Ghosts Of Mars 2001 Review: Jason Statham spends much of the film unlocking doors and describing rooms

Ghosts Of Mars may have been one of John Carpenter’s lesser works. But that doesn’t mean there aren’t lots of remarkable things about it…

Back in 2001, Jason Statham was still fresh from his early turns in Lock, Stock And Two Smoking Barrels and Snatch, and Ghosts Of Mars  (Bong Ma Tren Sao Hoa) was his second US acting gig after the hip-hopping drama, Turn It Up. Statham was originally set to play Desolation Williams. The convict role occupied by the pouting Ice Cube in the finished film. But he was nudged over into the slightly smaller role of Sergeant Jericho instead.

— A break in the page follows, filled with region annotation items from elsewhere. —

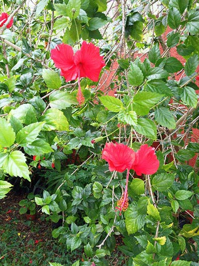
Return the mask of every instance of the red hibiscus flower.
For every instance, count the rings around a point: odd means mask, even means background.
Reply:
[[[135,170],[138,176],[142,174],[152,175],[157,172],[160,163],[154,150],[154,148],[144,144],[135,153],[135,159],[131,169]]]
[[[0,16],[0,27],[2,27],[2,26],[3,26],[4,24],[7,20],[7,18],[8,16],[9,16],[9,15],[7,13],[2,13],[2,14]],[[10,27],[12,26],[12,24],[13,24],[13,17],[12,17],[12,18],[11,19],[8,24],[7,25],[6,28],[9,28]]]
[[[135,153],[132,149],[122,143],[106,143],[102,151],[102,158],[108,163],[109,170],[120,173],[130,169]]]
[[[100,48],[92,43],[84,41],[80,50],[74,54],[72,47],[68,44],[58,44],[51,50],[51,58],[58,68],[61,69],[61,75],[66,81],[78,78],[79,89],[77,99],[81,104],[84,97],[80,87],[81,77],[88,77],[93,81],[98,81],[101,68],[105,65],[103,57],[100,55]]]

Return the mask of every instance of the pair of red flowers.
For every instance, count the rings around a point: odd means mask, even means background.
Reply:
[[[58,44],[51,50],[51,58],[55,66],[61,69],[61,75],[66,81],[78,79],[79,89],[77,96],[80,104],[85,98],[80,87],[80,78],[88,77],[98,81],[101,68],[104,66],[103,57],[100,54],[100,48],[93,43],[84,41],[80,50],[74,54],[73,48],[68,44]]]
[[[0,15],[0,27],[2,27],[7,20],[9,15],[7,13],[2,13]],[[6,25],[7,28],[9,28],[13,24],[13,17],[11,19],[8,24]]]
[[[110,171],[120,173],[127,169],[126,186],[124,193],[117,201],[116,209],[120,212],[125,211],[128,207],[128,183],[130,170],[134,170],[136,174],[141,176],[152,175],[157,171],[159,161],[155,153],[155,149],[147,144],[141,145],[135,152],[132,149],[122,143],[106,143],[102,151],[102,158],[108,163]]]

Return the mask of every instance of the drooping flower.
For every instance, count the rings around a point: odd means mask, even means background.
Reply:
[[[2,13],[0,16],[0,27],[2,27],[4,23],[7,20],[9,15],[7,13]],[[13,17],[11,19],[10,21],[6,26],[7,28],[9,28],[12,26],[13,24]]]
[[[135,152],[122,143],[106,143],[102,151],[102,158],[108,163],[110,171],[117,171],[120,173],[130,169],[135,160]]]
[[[140,146],[135,153],[135,159],[132,164],[131,169],[135,170],[138,176],[152,175],[158,169],[159,161],[155,153],[155,148],[147,144]]]
[[[55,66],[61,69],[61,75],[66,81],[78,78],[77,99],[81,104],[84,98],[80,87],[80,78],[88,77],[98,81],[101,68],[105,65],[103,56],[100,54],[99,47],[84,41],[80,49],[74,54],[70,45],[61,43],[51,50],[51,57]]]

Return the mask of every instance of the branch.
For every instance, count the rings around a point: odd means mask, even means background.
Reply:
[[[4,30],[5,29],[7,25],[8,25],[9,24],[9,23],[10,22],[11,19],[12,18],[12,17],[14,16],[14,15],[18,12],[18,11],[20,9],[20,8],[23,5],[23,4],[25,2],[25,1],[26,1],[25,0],[23,0],[22,2],[21,3],[21,4],[20,4],[18,6],[18,7],[17,8],[16,8],[15,10],[14,10],[14,11],[12,12],[12,13],[11,13],[9,15],[9,16],[8,16],[6,22],[4,24],[4,25],[0,29],[0,35],[1,35],[3,33]]]

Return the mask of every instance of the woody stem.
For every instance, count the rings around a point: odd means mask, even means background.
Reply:
[[[128,197],[128,178],[129,177],[129,169],[127,169],[127,173],[126,174],[126,186],[125,187],[124,194],[124,199],[122,202],[122,204],[121,206],[121,210],[122,210],[123,207],[124,206],[124,204],[126,202],[127,197]]]

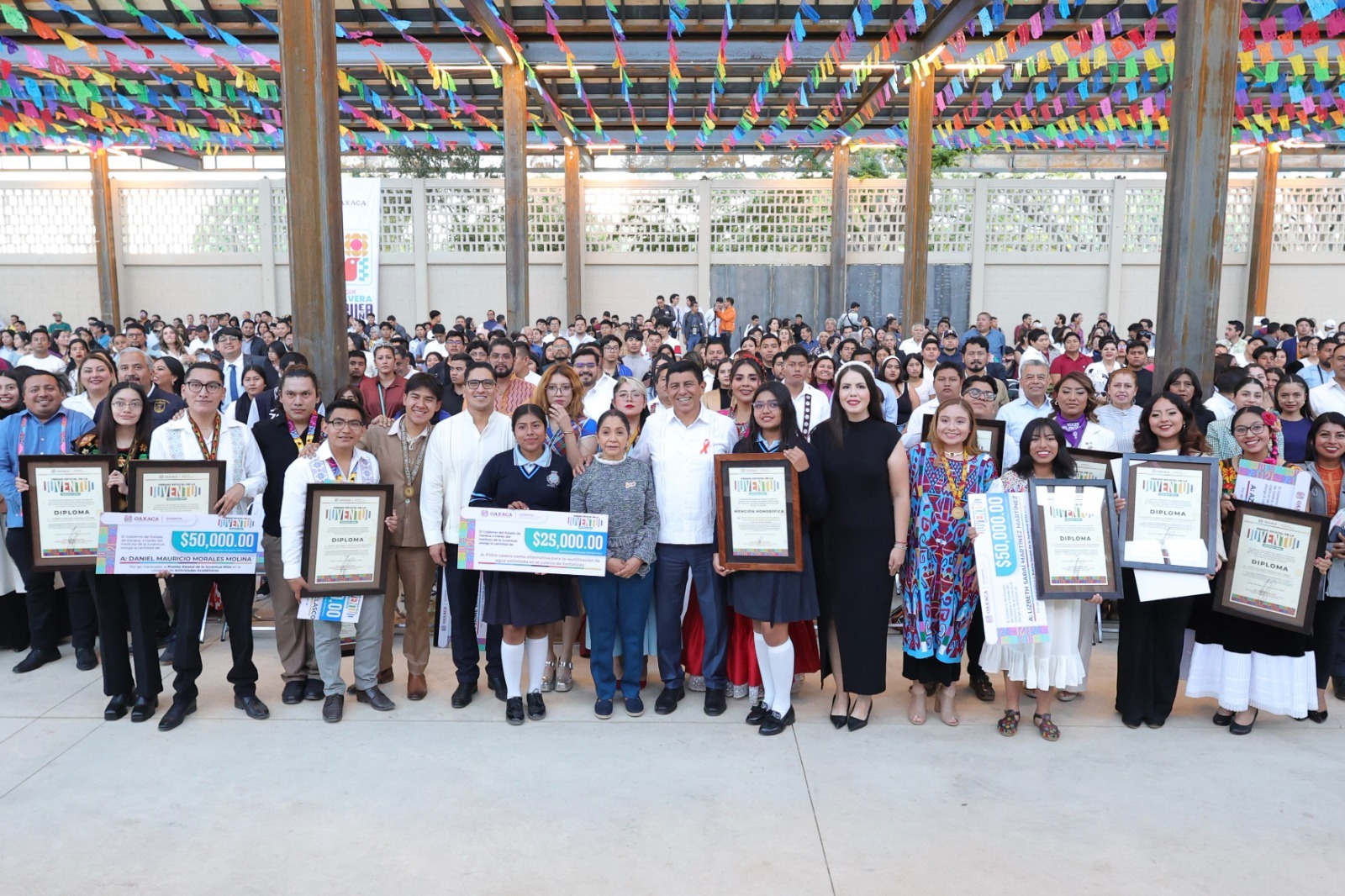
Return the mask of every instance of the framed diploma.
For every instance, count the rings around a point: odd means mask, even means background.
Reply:
[[[98,533],[112,511],[108,475],[112,455],[27,455],[19,457],[23,521],[32,542],[34,569],[93,569]]]
[[[1120,565],[1215,572],[1219,541],[1219,461],[1178,455],[1124,455]]]
[[[929,431],[933,428],[933,414],[925,414],[920,425],[920,440],[929,441]],[[976,444],[981,451],[995,459],[995,472],[1002,474],[1005,467],[1005,421],[1003,420],[976,420]]]
[[[391,486],[315,483],[304,509],[304,597],[381,595],[387,584]]]
[[[1069,456],[1075,459],[1075,479],[1108,479],[1111,475],[1111,461],[1120,457],[1114,451],[1093,451],[1091,448],[1071,448]]]
[[[132,460],[126,479],[133,514],[208,514],[225,496],[223,460]]]
[[[728,569],[803,570],[799,474],[779,455],[717,455],[720,562]]]
[[[1233,500],[1233,539],[1215,609],[1299,634],[1313,630],[1330,518]]]
[[[1033,479],[1029,494],[1041,596],[1120,597],[1111,480]]]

Coming at a time before we knew him as the oiled-up martial arts star of things like Crank and The Transporter. Jason Statham’s given an awkward sort of role here. It’s established early in the film that Mars is a matriarchal society in the 22nd century. But this doesn’t stop Jericho from flirting and making suggestive comments to Henstridge’s Melanie Ballard throughout. And the fighting he does get to do is the semi-improvised, Adam-West-as-Batman sort of fighting. Rather than the more technical stuff he’d do with Jet Li in The One later that year.

When he’s not doing all that, Jericho spends a lot of time unlocking doors, asking Ballard if he’d like to unlock some other doors, or explaining that still other doors can’t be opened because the locks are broken.

Jericho’s also the undisputed master of the understatement. Having discovered Pam Grier’s head on a spike. And looking over the edge of the quarry and seeing hundreds of demon-possessed people baying at the moon for blood. He mumbles into his radio, “Lieutenant, I think we’ve got a situation here…”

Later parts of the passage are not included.